When Palmer was a struggling artist, reliance on the gift economy was a means to an end in creating a truly immersive experience for her audiences. In return, she often gifted her time and talent back to her artist community, as she noted on September 19th:
i’m sad to realize that our creative intentions of crowd-sourcing – something that i’ve done for years, and which has always been an in-house collaboration between the musicians and the fans, never a matter of public debate or attack.
[…] i’m blessed: i’m a financially successful musician working in a culture where support for musicians is in a state of terrifying flux. nobody knows this better than me and my friends, all of whom are trying to navigate their own creative ways in the murky waters of a new-digital-music-future during a recession. people see me as powerful. it is – by its nature – going to bring more attacks from the world when it disagrees with my artistic and business approaches. i doubt it’ll stop anytime soon. we’re ready.
The problem came when she ceased to be a struggling artist and impresario and became a successful artist and impresario with $1.2 million dollars at her disposal. It took a major backlash from musicians and critics for her to realize that while the rules of the business were changing due to both the global recession and the advent of digital music, her new socio-economic status had also altered her ethical demands, and only she and those dazzled by her public persona did not see that. Relying on crowd-sourcing and crowd-funding when one is a struggling artist seems not to be controversial; it is benefiting from a gift economy. However, arbitrarily relying on free crowd-sourced labor after one has raised $1.2 million shows that one is ethically clueless at best, or deliberately exploitative at worst. Given her justification for her now withdrawn demand for free labor: a zero-sum game in which she aims to give paid commissions to her friends and create an immersive experience for her fans, it is easy to see the rationale both for the backlash and the vehement defense offered by some of her fans.
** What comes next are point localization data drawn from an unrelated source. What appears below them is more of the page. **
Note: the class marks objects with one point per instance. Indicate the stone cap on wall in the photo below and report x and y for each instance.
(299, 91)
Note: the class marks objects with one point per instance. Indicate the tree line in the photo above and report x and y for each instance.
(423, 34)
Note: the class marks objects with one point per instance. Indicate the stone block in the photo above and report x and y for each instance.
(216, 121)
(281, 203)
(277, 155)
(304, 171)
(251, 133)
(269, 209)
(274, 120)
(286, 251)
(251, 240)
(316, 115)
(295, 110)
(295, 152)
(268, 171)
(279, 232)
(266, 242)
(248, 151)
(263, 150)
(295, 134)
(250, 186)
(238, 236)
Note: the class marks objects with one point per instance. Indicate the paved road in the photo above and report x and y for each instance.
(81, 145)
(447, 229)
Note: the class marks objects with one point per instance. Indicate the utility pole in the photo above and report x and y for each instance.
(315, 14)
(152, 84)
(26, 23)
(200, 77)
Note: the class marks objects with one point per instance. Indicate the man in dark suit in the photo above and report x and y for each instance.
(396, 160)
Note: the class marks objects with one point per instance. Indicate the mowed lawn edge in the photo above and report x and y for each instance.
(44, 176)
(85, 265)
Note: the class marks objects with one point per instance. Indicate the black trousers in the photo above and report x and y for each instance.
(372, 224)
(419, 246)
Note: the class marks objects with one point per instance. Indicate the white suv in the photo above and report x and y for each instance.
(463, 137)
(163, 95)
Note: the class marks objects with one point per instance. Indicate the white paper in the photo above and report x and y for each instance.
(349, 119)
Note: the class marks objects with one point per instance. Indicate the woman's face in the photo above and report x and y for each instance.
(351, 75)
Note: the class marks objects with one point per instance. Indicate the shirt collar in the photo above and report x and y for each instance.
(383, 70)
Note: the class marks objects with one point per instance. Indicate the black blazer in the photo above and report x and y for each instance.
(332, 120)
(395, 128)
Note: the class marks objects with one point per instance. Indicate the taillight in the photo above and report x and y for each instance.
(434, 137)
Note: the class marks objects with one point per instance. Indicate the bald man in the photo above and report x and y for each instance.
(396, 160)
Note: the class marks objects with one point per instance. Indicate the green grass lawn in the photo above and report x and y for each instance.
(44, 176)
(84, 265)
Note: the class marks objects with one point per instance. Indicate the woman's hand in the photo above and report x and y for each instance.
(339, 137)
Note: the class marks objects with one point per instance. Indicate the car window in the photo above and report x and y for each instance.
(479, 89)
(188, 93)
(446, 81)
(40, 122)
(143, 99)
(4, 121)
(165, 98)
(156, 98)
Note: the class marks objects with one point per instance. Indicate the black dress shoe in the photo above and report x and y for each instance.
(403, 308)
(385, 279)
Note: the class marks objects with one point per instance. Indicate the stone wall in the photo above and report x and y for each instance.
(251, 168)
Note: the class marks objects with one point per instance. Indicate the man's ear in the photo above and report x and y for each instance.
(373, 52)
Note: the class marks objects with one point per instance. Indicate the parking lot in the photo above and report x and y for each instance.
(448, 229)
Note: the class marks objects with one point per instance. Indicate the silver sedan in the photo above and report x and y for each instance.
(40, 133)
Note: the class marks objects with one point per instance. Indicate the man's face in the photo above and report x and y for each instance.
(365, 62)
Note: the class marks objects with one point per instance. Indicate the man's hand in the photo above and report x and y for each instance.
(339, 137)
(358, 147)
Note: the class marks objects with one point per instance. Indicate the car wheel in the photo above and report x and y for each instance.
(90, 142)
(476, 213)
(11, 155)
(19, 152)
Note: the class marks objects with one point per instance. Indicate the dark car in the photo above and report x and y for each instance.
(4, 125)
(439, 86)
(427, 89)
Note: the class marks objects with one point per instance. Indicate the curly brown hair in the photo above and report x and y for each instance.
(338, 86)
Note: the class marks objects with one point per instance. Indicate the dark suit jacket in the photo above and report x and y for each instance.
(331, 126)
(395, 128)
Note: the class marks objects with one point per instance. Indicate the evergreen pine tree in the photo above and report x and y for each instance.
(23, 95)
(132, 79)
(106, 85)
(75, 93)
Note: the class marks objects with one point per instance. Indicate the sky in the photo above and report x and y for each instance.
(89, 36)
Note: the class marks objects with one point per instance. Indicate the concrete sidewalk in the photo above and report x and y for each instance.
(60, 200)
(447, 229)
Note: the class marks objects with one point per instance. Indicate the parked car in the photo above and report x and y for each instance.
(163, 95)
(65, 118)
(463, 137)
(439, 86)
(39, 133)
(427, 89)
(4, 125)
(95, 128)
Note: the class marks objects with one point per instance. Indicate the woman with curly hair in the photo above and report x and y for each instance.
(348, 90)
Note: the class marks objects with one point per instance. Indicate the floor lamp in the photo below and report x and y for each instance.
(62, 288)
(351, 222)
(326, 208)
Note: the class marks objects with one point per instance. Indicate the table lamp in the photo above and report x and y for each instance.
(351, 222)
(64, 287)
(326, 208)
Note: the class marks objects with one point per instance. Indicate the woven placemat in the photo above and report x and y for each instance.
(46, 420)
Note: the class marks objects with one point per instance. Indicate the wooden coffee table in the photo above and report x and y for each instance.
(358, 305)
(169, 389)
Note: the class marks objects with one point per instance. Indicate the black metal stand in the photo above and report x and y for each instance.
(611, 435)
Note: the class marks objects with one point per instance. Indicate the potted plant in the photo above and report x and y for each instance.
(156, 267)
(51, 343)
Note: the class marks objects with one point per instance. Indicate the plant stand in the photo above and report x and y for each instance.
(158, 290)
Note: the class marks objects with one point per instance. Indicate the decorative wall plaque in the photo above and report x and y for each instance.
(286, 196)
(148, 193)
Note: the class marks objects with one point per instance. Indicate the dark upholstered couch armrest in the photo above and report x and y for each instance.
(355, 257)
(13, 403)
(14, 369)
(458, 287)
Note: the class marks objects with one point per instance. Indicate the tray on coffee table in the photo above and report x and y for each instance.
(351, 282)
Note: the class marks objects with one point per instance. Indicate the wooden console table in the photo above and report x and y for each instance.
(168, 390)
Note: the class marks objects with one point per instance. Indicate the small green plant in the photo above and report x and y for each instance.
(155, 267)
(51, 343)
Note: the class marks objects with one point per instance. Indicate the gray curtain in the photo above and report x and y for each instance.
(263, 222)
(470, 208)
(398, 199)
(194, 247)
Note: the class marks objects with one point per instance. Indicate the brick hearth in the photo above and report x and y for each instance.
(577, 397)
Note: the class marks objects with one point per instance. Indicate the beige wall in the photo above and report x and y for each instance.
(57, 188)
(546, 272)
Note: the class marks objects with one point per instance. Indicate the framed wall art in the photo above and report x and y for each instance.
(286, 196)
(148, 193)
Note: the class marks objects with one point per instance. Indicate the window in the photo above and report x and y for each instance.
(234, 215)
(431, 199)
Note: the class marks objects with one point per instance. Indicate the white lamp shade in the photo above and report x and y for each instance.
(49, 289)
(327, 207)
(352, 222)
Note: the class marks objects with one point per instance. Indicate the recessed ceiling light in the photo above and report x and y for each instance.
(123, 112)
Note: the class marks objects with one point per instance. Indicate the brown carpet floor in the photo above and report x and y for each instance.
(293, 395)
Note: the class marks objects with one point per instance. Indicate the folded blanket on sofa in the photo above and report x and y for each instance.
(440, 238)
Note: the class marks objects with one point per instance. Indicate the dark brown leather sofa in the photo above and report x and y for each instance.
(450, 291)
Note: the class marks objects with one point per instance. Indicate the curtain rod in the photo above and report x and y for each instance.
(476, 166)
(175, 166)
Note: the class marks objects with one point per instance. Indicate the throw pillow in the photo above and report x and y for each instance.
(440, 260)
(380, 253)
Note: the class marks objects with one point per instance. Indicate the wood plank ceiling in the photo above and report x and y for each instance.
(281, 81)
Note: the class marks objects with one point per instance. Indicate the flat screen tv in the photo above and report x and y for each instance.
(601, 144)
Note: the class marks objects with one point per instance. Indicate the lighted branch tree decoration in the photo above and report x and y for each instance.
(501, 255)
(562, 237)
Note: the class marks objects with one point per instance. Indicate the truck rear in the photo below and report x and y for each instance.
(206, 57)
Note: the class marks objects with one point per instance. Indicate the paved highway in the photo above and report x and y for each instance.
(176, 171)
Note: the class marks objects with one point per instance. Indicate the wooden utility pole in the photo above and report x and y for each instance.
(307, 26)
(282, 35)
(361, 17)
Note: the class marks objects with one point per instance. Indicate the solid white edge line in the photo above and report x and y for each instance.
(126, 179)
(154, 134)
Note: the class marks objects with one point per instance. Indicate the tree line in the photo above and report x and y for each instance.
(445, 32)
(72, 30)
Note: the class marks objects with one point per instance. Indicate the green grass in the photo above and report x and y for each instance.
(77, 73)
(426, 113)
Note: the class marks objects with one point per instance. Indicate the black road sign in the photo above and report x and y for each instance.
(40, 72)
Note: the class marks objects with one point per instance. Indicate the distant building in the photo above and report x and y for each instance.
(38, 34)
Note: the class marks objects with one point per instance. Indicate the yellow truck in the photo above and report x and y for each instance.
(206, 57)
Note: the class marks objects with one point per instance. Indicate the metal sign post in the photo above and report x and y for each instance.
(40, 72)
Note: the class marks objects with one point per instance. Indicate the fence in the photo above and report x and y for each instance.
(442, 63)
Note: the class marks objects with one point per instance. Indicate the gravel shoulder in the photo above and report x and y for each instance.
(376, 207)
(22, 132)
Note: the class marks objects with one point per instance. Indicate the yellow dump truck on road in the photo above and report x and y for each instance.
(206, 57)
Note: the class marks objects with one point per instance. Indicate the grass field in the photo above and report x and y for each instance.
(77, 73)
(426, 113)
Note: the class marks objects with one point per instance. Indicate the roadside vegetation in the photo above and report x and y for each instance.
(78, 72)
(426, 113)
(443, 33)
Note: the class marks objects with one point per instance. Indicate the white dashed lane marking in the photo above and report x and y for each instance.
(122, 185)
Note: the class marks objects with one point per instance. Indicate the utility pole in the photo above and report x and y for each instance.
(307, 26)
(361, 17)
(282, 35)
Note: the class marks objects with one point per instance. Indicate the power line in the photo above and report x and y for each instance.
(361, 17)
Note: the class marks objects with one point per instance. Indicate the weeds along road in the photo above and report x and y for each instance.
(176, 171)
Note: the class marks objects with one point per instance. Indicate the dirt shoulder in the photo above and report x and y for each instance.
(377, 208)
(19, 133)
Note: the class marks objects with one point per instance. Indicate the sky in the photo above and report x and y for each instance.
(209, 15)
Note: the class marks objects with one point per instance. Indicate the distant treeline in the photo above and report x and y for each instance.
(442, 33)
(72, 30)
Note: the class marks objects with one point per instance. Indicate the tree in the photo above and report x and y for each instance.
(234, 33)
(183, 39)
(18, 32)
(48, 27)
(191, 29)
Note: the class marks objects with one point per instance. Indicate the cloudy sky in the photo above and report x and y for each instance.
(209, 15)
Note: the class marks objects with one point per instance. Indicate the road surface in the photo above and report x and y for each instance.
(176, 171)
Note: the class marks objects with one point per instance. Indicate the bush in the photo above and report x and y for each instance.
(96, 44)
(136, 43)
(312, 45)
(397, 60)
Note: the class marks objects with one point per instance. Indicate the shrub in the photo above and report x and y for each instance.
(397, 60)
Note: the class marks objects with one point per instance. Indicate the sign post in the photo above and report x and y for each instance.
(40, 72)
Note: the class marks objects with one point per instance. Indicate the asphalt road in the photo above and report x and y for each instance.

The 19th century Danish philosopher and theologian (and literary prankster) S√∏ren Kierkegaard, in his Fear and Trembling, took issue with G.W.F. Hegel’s notion that faith and ethics were rational by citing the story of Abraham’s sacrifice of Isaac. Writing as “Johannes de Silentio”, Kierkegaard called this special circumstance a “teleological suspension of the ethical.” Kierkegaard argued that Abraham’s obedience to God could in no way be seen as rational or ethical to either his neighbors or to himself since he had no way of knowing in advance that God would spare Isaac. As such, Abraham’s faith was the embrace of absurdity and could not comport with a rational system of thought.
Despite the dazzle of pop-star idolatry, being Amanda Fucking Palmer is not a teleological suspension of the ethical.